I Am So Depressed

I am so depressed.  I just watched the 6:30 evening network news.  It wasn’t just the news about Ukraine or the terrorists in Nigeria trying to turn the clock back to 1500 AD.  That was bad enough.  But there was the addition of an endless amount of commercials for drugs for disorders I have never even heard of.  Drug companies must sit around inventing new afflictions so they can sell medications not only for real ills but for fantasy ills.  Knowing how suggestible people can be they know there is always a percentage of the population that will say, “Hey, that’s me. I need to tell my doctor I need that pill.”

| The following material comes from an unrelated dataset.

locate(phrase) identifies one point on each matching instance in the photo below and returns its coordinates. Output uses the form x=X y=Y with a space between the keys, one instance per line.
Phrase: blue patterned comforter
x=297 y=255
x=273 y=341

I have figured out why we like to talk about the good old days, which were not.  We were just uniformed.  We didn’t know about all the horror around the world.  But now we have network news on TV.  Night after night there are reports from some part of the world with the day’s worst stories.  Maybe I need one of those advertised pills for depression. I didn’t need one until I watched our planet’s worst.  That must be the drug company’s marketing strategy.

Whatever happened to the good news? Unemployment continues to drop.  Then there is the really good news.  I mean Good News.  We have a great report.  Jesus is alive and well.  He loves us.  He is preparing a place for us.  While we by ourselves can never be worthy, He is worthy.   He is anxious to have as many as possible take advantage of what He did for us.  Just accept the Gift and it is ours.  There, now I am not so depressed.